Eleven people were killed and at least 191 wounded when an explosion ripped through a mosque in Iran’s southern city of Shiraz during evening prayers by a prominent cleric, officials said yesterday.
Mystery surrounded the cause of Saturday’s blast, which some officials insisted had been triggered by an accident but others said could have been caused by a bomb.
The massive explosion in the men’s section of the mosque took place at around 9pm during an evening prayer sermon by prominent local cleric Mohammad Anjavinejad, Iranian media reported.
PHOTO: AP
Eleven people were killed and 191 wounded, local emergency services official Mohammad Javad Mouradian told the IRNA news agency.

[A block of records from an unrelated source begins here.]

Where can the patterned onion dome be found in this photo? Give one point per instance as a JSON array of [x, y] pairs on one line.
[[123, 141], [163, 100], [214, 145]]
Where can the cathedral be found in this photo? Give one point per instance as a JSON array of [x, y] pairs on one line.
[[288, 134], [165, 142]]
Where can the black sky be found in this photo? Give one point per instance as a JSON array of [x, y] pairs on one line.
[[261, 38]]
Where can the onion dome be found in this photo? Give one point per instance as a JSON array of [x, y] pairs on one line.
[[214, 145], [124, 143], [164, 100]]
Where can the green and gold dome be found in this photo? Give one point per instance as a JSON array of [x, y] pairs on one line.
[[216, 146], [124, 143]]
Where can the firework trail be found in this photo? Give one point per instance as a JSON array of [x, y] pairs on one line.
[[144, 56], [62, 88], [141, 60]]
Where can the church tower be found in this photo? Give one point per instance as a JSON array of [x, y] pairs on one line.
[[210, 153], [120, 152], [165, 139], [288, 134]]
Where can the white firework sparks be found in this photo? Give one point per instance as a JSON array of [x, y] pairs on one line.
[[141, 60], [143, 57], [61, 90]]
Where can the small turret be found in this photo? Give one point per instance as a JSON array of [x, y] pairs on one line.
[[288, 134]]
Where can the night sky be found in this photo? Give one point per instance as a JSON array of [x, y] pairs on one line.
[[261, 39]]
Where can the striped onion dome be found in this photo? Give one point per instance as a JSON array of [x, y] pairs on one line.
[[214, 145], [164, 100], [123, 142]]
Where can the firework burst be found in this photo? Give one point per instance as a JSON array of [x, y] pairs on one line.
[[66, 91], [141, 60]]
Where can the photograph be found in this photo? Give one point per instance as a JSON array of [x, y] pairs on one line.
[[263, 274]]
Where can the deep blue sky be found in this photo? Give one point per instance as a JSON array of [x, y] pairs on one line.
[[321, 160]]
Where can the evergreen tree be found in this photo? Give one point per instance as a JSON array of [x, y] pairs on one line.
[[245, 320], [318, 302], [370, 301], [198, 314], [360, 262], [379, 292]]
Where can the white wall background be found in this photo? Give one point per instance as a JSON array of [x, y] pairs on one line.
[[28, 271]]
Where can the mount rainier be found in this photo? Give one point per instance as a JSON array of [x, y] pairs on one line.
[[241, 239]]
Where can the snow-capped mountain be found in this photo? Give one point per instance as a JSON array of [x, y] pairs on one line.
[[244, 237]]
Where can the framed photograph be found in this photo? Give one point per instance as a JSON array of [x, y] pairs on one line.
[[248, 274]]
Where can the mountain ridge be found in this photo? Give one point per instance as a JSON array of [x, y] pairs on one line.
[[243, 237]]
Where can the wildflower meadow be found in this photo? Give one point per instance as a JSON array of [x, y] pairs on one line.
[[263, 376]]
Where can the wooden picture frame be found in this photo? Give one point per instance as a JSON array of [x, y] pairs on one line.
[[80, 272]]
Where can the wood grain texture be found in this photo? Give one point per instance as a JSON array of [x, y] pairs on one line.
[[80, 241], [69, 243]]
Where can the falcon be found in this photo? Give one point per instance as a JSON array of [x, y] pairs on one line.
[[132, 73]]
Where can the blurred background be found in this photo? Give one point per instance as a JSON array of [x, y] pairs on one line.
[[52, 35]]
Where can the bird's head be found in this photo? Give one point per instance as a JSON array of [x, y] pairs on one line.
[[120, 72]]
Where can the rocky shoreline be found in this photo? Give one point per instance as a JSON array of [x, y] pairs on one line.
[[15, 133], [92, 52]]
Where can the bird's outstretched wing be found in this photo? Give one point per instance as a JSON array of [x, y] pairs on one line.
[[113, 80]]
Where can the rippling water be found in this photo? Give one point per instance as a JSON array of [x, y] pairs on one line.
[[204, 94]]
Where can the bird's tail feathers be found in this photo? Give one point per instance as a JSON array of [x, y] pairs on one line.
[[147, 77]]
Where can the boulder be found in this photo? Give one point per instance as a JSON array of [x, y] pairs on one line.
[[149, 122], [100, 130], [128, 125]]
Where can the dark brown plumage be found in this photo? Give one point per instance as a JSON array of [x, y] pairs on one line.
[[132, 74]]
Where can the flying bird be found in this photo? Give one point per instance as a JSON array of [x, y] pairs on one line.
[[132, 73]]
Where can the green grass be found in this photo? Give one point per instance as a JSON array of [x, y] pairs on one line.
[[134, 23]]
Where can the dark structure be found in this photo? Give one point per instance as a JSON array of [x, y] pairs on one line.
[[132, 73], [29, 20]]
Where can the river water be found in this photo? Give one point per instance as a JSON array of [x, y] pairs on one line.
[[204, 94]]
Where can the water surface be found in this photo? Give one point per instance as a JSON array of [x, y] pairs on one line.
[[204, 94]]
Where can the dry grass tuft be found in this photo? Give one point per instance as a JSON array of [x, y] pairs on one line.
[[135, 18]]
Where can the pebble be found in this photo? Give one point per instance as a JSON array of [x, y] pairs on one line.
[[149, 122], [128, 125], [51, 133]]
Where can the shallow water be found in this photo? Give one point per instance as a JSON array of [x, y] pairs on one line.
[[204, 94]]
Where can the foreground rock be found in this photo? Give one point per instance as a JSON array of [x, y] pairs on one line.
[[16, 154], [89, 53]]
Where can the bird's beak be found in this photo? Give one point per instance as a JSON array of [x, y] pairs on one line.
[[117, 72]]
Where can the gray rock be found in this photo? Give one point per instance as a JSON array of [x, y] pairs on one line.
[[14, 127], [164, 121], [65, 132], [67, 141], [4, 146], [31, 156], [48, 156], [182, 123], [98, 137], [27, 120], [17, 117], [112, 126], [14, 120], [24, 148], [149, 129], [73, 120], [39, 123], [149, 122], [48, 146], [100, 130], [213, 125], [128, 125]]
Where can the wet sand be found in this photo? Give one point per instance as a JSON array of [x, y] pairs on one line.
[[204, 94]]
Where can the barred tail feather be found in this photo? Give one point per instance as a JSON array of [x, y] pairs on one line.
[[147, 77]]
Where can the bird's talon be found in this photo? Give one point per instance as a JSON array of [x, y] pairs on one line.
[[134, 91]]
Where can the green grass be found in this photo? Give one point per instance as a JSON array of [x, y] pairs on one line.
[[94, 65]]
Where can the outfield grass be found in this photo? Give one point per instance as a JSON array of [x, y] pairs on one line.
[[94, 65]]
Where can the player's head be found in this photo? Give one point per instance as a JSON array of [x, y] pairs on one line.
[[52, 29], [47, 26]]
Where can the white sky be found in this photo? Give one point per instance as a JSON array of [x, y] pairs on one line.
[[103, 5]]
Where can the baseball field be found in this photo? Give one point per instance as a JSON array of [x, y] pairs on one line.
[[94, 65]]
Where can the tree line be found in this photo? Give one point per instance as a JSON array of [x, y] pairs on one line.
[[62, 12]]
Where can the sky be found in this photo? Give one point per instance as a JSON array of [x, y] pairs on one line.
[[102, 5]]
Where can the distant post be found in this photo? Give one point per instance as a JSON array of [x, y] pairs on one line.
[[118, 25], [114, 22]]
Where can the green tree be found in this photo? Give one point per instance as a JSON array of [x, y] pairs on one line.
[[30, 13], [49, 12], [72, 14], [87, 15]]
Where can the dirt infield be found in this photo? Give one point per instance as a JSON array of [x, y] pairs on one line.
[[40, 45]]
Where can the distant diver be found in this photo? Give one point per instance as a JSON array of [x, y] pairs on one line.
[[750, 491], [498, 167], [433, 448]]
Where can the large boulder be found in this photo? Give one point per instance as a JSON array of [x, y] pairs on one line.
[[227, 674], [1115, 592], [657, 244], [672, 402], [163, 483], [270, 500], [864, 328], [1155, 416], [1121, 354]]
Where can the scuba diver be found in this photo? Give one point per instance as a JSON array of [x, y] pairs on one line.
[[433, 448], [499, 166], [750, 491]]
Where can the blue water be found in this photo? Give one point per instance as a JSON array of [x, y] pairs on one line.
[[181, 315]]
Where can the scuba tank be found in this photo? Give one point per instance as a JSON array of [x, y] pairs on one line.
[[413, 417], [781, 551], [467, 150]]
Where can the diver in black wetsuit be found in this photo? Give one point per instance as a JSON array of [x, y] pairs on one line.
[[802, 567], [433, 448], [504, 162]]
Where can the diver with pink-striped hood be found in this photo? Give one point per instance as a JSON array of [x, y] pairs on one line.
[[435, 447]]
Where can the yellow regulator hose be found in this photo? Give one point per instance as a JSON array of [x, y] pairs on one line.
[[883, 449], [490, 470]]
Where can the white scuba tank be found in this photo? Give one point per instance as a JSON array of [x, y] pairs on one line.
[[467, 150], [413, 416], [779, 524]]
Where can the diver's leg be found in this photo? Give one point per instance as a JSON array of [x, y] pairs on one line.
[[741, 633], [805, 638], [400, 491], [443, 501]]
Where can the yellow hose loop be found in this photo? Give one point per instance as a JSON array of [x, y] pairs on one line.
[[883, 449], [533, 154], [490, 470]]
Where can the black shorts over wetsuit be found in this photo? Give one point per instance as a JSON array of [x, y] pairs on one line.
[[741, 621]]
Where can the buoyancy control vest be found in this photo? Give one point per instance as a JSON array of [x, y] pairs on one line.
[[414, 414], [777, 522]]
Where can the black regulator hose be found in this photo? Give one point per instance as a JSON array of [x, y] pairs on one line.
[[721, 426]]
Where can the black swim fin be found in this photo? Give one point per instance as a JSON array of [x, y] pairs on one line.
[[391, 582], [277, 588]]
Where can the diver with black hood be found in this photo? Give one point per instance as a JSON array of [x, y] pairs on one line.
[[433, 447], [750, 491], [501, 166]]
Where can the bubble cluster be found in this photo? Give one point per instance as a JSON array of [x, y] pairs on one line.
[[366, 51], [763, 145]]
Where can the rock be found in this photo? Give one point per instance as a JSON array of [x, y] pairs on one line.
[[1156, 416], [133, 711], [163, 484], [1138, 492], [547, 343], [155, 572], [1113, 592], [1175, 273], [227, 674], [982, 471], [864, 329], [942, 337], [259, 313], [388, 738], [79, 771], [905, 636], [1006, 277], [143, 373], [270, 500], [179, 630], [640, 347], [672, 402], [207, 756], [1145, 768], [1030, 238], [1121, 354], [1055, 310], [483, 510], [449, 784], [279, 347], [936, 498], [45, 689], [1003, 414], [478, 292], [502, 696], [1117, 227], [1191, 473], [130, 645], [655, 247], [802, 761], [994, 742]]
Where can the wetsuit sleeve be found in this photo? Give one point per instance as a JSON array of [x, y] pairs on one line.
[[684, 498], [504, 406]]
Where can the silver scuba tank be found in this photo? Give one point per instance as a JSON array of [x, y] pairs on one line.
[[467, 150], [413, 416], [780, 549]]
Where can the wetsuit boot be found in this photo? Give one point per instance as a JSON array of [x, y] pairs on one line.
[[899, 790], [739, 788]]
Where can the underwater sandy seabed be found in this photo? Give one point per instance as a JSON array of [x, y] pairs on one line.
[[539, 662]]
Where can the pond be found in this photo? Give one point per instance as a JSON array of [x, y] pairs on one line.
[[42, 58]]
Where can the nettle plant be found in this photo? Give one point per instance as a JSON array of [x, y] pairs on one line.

“The incident could have happened as a result of negligence. A while ago at this site there was an exhibition commemorating the [1980 to 1988] Iran-Iraq war,” Fars province police chief Commander Ali Moayeri told the Fars news agency.
“The munitions left at the site could have caused this explosion,” he added.
The agency said he ruled out an act of sabotage.
Television pictures showed shards of glass and piles of debris at the site of the blast while huge crowds gathered to await news of loved ones.
“Last night’s incident ... was definitely an accident. We are studying the cause but as of now but main reason is not clear,” Deputy Interior Minister Abbas Mohtaj told the Mehr news agency.
Other sources, however, indicated that the possibility of a militant attack had not been ruled out.
“A judicial probe has been launched to determine the cause of the explosion and the possibility of sabotage,” Shiraz prosecutor Jaber Baneshi told IRNA. “A final opinion will be given on the cause and the motives behind the blast after a full forensic and investigative report.”
Shiraz Member of Parliament Mohammad Nabi Roodaki also mooted the possibility that the explosion had been caused by munitions used in the Iraq war exhibition.
But he told the student ISNA news agency that investigators were examining the theory that the munitions could have been set off deliberately by remote detonator or by another bomb.
Fars said that the death toll was set to rise because many of the victims were in a critical condition.
“Around 9:15pm, after the sermon, the sound of an explosion resounded in the section reserved for men and a cloud of dust billowed up to the sky,” witness Saideh Ghorbani, 20, told Fars.
“There was a huge blast and the whole place lit up. Everyone started shouting and screaming and tried to help each other,” a witness, Marzian Mohammadnejad, told English language channel Press-TV.
There have been deadly attacks in Iran’s border cities with ethnic minority populations in recent years, but a strike in a non-frontier city such as Shiraz would be unprecedented.
Deadly attacks in Iran have become extremely rare over the past two decades, although the first years after the 1979 Islamic revolution were marked by a succession of bombings in Tehran by outlawed opposition groups.
The last major attack was a strike last February by suspected Sunni rebels in the city of Zahedan in the southeastern Sistan-Baluchestan border province that killed 13 members of the elite Revolutionary Guards.
According to the reports, before Saturday’s blast Anjavinejad had been preaching against Wahhabism — the ultra-conservative form of Sunni Islam practiced in Saudi Arabia. He is reported to be a vehement critic of Wahhabis.